Why hire a local consultant?
When you’re on your own like me, you take what comes in terms of client engagements. There’s that daughter in college, after all. And I can’t seem to shake this food addiction.
But my compass consistently points towards local, part-time, long-term engagements. That’s what I sow and cultivate.
I have a value-proposition reason, a forward-looking reason, and a personal reason.
- Change for the better grows best in a steady, soaking rain of consulting, not a cloudburst.
- Rapidly rising travel costs and finally-effective telepresence technology are about to transform the economics of consulting.
- I don’t like to travel.
The Information Age has already transformed consulting. You no longer have to fly in the expert knowledge. You can webinar it, podcast it, blog it, feed it, Tweet it, Kindle it, or still use old-school ink-on-dead-trees. Information isn’t the problem, it’s application. In the area I know best, software development, the gap between “best practice” (if there is such a thing) and current, local practice is typically huge. Good-enough information that soaks in steadily, beats a downpour of best-of-breed information that runs off.
In the traditional “Airborne Consulting” model, the high-powered experts parachute in. Their expertise and fresh perspective is real, and they can say things that no employee would dare. After an intense couple of weeks, they brief the brass and leave behind a report full of recommendations.
But then what?
The consultant’s report that gathers dust is a business cliché. As Mary Lynn Manns and Linda Rising point out in Fearless Change, the Big Jolt is only one of many tools in the change agent’s kit. Three weeks later, when you’re actually trying one of the recommendations or talking with a skeptic in the hall, it would be nice to have the expert back.
Consulting is about change, and change takes time. The best learning happens at teachable moments, and those follow the rhythm of the client’s business, not the consultant’s travel schedule. The local consultant can do a brown-bag seminar one week, spend a half-day coaching in the programming spaces the next, and sit in on the quarterly steering committee and deliver a half-page of timely observations the third, for a dozen billable hours. The knowledge, coaching, and recommendations are delivered just-in-time, at the point of both need and effectiveness. The economics work for the consultant because s/he has several such long-term, part-time local engagements, no travel expenses, and minimal travel time.
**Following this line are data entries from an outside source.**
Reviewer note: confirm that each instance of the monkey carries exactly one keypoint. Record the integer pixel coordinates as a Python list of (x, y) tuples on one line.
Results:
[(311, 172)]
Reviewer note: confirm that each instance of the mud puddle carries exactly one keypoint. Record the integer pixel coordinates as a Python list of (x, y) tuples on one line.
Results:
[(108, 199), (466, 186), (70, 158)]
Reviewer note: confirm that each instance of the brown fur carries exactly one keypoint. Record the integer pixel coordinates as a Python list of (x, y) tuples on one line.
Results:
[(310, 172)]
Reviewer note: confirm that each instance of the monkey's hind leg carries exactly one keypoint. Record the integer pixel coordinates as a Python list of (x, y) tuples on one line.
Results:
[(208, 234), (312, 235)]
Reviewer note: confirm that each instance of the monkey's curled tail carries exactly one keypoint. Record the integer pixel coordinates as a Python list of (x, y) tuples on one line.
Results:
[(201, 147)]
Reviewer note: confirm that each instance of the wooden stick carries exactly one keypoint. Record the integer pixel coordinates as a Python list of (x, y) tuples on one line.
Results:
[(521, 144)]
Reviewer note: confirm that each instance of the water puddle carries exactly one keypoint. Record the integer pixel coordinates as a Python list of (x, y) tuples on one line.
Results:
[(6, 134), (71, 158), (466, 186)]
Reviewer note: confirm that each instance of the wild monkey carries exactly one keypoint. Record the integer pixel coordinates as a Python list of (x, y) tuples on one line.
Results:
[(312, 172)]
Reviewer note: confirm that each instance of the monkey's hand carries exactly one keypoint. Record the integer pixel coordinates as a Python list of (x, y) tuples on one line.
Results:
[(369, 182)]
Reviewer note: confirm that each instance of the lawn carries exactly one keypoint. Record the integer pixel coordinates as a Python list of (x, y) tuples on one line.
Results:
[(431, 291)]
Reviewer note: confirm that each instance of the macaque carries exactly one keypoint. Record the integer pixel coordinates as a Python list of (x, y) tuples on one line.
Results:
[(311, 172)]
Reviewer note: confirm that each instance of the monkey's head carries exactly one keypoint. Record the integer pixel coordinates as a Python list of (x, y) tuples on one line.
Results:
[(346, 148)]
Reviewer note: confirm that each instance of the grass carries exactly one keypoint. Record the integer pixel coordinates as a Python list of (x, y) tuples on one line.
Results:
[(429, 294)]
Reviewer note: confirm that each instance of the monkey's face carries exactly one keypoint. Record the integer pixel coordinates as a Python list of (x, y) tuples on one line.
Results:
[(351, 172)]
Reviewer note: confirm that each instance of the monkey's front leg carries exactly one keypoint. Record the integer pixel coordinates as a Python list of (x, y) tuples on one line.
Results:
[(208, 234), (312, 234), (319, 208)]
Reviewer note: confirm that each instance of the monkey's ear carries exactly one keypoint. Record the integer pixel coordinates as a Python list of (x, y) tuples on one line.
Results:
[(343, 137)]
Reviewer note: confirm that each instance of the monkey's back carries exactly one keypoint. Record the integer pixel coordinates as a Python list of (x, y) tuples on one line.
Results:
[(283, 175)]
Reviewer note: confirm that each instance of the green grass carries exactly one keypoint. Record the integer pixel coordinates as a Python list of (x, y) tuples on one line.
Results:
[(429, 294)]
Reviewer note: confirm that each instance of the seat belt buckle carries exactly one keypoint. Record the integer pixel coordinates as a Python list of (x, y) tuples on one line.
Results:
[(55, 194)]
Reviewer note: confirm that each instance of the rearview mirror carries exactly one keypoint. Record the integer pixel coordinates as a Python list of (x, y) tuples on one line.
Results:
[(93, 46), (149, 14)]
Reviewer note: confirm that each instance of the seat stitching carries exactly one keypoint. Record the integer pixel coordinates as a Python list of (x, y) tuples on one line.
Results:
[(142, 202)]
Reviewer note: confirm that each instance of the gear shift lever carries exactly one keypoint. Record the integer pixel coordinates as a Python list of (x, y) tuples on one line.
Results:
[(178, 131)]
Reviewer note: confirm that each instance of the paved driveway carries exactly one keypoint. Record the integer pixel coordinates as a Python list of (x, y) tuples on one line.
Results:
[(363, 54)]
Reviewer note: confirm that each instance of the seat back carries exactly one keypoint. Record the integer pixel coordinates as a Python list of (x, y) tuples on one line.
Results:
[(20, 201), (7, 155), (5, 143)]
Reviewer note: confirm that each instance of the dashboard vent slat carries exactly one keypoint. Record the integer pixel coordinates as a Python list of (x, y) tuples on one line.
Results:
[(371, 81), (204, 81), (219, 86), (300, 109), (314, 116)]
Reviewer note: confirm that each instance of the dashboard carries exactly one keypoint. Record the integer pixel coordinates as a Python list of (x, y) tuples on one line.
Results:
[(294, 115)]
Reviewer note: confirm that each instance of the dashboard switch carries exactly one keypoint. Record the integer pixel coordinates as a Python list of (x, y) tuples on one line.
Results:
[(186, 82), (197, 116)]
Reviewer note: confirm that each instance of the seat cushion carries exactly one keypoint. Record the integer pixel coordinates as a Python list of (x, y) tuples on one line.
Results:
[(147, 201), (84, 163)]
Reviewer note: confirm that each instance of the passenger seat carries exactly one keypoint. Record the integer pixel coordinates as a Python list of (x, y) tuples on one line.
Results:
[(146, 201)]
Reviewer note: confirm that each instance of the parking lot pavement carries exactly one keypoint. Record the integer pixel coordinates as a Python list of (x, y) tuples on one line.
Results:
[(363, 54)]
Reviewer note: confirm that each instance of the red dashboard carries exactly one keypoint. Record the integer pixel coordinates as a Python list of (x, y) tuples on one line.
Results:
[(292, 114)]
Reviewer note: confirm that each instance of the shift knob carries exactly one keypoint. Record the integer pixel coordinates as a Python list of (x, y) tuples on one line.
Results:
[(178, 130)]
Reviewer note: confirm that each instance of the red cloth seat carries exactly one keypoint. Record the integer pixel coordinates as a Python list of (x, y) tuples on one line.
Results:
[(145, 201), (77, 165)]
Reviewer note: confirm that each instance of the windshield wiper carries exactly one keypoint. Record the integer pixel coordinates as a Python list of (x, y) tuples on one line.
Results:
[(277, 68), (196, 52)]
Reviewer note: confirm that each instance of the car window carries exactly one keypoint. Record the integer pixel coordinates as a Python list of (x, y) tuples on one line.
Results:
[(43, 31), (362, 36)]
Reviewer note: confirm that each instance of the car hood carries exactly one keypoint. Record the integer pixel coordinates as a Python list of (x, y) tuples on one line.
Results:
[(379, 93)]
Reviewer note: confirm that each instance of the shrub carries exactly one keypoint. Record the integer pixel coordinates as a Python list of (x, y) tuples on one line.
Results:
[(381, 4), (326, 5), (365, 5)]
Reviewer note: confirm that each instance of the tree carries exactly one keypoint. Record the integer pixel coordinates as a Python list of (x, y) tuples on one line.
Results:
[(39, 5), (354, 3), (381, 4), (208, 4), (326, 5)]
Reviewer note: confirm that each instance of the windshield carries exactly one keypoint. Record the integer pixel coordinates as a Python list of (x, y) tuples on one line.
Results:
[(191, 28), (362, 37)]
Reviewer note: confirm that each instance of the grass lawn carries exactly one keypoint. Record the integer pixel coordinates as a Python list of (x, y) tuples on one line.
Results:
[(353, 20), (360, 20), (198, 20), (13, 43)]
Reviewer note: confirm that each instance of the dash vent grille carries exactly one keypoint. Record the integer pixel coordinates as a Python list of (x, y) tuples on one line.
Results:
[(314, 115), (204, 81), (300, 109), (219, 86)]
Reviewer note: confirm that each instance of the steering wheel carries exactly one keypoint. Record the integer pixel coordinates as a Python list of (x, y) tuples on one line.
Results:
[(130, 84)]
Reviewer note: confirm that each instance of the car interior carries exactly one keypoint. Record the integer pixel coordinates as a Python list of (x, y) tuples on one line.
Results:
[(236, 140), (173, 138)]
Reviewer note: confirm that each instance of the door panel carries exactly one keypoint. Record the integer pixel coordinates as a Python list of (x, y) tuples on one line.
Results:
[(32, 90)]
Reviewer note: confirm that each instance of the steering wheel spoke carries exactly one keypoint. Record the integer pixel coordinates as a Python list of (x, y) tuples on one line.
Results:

The Information Age has already transformed consulting, and I believe two new trends are about to transform it again. Call me a pessimist, but the time is coming when motor fuel is $10 a gallon (when you can get it) and air travel is once again for what used to be called the “jet set.” The economics of the local consultant will then be as compelling as the economics of offshoring are today.
An opposing trend will hit when economically viable tele-presence technology finally delivers on the promise of “just like being there.” I’m counting on the fact that there are only so many Big Dogs out there relative to the needs, and I’ll be able to scrape by as the insect that eats the bits that the little mammals who ate the dinosaur egg missed.
Beyond local consulting? Maybe my wife and I will have moved to a rural location where we can be content on the cheap, and I will still be able to earn a little by “teleconsulting” for an established client base, and maybe a little “rural-source” programming too.
And no travel, except when I really want to.